Eine Intersexuelle klagte gegen das Klinikum Erlangen und den dort beschäftigten Arzt wegen falscher ärztlicher Behandlung. Sie warf den Beklagten vor, man habe sie bei Beginn der Behandlung mit damals 20 Jahren, nicht über ihre sowohl männlichen als auch weiblichen Geschlechtsanteile aufgeklärt. Die Intersexuelle sei durch den behandelnden Arzt einer dem weiblichen Geschlecht zuweisenden Therapie unterzogen worden, die erhebliche gesundheitliche Folgen gehabt habe. Dadurch sei ihr verwehrt worden, sich als Mann therapieren oder nicht einem Geschlecht zuordnen zu lassen. Wäre sie ordnungsgemäß über ihren Zustand aufgeklärt worden, hätte sie nicht in eine Behandlung eingewilligt.
Die Beklagten tragen vor, sie haben sich an die ärztlichen Lehrbücher gehalten, welche damals eine frühzeitige Geschlechtszuordnung vorsahen und von einer „radikalen“ Aufklärung zum Schutz des Patienten abgeraten haben.

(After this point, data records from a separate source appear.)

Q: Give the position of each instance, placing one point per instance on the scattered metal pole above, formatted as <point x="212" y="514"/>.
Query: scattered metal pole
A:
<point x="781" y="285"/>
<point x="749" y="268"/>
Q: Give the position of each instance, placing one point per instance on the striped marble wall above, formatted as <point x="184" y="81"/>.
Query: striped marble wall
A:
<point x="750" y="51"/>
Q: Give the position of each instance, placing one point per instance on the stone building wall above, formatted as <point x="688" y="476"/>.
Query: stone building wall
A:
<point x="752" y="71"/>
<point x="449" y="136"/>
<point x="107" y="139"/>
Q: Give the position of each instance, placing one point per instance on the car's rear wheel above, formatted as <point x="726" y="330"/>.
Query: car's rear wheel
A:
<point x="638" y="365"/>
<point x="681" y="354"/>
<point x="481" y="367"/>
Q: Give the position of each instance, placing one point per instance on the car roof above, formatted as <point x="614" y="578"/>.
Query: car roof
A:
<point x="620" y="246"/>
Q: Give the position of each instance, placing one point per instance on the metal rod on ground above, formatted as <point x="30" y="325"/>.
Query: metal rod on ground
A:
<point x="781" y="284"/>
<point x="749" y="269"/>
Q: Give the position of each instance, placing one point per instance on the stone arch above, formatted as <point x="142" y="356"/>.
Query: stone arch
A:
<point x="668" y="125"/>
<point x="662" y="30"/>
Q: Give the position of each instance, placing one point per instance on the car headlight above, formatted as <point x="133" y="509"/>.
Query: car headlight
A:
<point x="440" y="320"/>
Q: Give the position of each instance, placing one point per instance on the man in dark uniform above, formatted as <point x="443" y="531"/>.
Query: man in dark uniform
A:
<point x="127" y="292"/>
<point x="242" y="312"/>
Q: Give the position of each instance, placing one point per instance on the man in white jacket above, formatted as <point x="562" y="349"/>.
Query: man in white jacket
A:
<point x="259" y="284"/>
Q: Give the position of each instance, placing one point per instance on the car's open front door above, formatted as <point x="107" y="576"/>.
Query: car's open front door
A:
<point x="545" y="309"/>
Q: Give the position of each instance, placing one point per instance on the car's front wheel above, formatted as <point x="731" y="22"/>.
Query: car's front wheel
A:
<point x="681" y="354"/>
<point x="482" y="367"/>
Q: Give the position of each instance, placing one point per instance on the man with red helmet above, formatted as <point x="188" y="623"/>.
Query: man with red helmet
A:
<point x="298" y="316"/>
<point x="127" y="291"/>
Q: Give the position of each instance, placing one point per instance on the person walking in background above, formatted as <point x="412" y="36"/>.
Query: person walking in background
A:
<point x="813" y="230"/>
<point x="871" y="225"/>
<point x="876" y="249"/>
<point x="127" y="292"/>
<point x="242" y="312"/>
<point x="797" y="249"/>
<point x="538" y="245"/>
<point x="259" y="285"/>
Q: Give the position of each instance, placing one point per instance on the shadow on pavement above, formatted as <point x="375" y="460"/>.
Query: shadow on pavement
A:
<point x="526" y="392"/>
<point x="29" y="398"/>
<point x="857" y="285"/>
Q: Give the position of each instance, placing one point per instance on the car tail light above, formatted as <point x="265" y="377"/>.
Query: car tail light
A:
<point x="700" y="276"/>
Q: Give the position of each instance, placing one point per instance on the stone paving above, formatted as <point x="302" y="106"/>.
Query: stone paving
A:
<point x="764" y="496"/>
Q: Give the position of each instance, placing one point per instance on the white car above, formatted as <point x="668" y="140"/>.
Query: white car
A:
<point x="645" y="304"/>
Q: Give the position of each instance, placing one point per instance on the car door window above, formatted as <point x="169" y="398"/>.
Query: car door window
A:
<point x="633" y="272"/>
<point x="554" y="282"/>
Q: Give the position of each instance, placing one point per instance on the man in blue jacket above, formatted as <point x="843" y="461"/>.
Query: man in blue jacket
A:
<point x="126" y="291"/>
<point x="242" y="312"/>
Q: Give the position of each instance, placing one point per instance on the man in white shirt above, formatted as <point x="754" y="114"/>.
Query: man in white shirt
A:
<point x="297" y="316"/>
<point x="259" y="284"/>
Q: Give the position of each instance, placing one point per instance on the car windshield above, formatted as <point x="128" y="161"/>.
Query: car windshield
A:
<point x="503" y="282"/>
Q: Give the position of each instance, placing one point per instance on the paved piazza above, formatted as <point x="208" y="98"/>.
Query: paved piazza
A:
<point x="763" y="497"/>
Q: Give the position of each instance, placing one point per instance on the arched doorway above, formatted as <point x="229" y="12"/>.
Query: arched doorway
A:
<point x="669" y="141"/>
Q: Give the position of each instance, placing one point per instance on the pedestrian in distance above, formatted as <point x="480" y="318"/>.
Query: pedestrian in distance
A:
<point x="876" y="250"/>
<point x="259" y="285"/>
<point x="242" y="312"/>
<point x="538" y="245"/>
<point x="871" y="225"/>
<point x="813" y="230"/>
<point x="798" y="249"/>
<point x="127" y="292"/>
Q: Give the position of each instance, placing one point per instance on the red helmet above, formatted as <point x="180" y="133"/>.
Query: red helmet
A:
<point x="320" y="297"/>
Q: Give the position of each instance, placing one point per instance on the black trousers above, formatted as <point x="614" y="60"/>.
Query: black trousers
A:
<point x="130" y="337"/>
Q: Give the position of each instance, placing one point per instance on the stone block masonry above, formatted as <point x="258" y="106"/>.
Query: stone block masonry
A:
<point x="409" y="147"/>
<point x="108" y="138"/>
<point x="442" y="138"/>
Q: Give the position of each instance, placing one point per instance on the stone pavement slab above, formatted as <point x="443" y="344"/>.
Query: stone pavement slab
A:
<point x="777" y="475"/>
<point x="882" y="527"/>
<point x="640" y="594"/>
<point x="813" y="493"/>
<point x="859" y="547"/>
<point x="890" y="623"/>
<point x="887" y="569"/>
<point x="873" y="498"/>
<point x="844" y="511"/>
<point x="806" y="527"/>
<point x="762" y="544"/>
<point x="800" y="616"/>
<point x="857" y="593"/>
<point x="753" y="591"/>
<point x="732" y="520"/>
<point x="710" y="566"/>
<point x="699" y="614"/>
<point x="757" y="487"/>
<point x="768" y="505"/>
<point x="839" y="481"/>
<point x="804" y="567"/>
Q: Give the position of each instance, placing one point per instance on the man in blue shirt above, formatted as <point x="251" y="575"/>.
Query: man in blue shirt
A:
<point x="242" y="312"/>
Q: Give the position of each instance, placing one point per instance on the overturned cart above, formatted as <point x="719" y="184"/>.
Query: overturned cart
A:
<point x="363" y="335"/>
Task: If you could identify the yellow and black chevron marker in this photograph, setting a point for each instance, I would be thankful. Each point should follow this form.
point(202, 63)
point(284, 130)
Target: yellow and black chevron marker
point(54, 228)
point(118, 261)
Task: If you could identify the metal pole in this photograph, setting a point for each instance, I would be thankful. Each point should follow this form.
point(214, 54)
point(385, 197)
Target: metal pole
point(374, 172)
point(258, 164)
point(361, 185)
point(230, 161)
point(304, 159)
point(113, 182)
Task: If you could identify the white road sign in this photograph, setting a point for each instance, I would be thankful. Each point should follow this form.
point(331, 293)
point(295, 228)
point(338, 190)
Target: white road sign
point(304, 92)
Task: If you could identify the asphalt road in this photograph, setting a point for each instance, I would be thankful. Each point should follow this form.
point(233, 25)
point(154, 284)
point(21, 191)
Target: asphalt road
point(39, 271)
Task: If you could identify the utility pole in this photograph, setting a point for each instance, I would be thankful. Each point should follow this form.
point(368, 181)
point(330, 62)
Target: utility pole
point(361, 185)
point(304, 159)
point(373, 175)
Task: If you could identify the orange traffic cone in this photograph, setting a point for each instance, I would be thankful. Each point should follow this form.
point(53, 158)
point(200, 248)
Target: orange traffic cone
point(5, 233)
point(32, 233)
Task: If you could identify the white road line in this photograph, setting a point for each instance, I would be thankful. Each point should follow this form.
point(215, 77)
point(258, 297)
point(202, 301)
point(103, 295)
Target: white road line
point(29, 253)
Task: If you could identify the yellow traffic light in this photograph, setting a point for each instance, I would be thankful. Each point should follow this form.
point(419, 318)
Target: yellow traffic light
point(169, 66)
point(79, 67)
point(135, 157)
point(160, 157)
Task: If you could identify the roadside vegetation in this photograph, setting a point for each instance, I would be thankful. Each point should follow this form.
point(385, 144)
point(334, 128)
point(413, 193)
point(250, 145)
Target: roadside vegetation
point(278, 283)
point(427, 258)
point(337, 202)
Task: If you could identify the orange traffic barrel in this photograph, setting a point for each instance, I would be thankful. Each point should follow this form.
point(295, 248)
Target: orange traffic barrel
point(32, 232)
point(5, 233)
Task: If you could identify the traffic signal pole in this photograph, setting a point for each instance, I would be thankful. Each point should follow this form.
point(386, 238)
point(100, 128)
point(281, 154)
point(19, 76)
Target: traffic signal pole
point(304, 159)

Das Landgericht Nürnberg-Fürth gab der Schadensersatzklage der Intersexuellen statt. Zwar läge kein Behandlungsfehler als solcher vor. Jedoch sei die feminisierende Operation von 1995 wegen fehlender wirksamer Einwilligung rechtswidrig gewesen. Eine wirksame Einwilligung setze eine ordnungsgemäße Aufklärung über den gesundheitlichen Zustand des Patienten voraus. Dies sei hier nicht erfolgt. Die Ärzte wären verpflichtet gewesen, einen Erwachsenen über seine Intersexualität aufzuklären und darüber hinaus die Folgen und Ursachen des Zustandes zu erläutern. Da dies nicht erfolgte, war es der Intersexuellen nicht möglich, die Tragweite der feminisierenden Operation zu erkennen.
Aus alledem stünde ihr dem Grunde nach ein Schadensersatz- und Schmerzensgeldanspruch gegen die Klinik zu. Der operierende Arzt hafte jedoch nicht für die mangelhafte Aufklärung durch das Klinikum.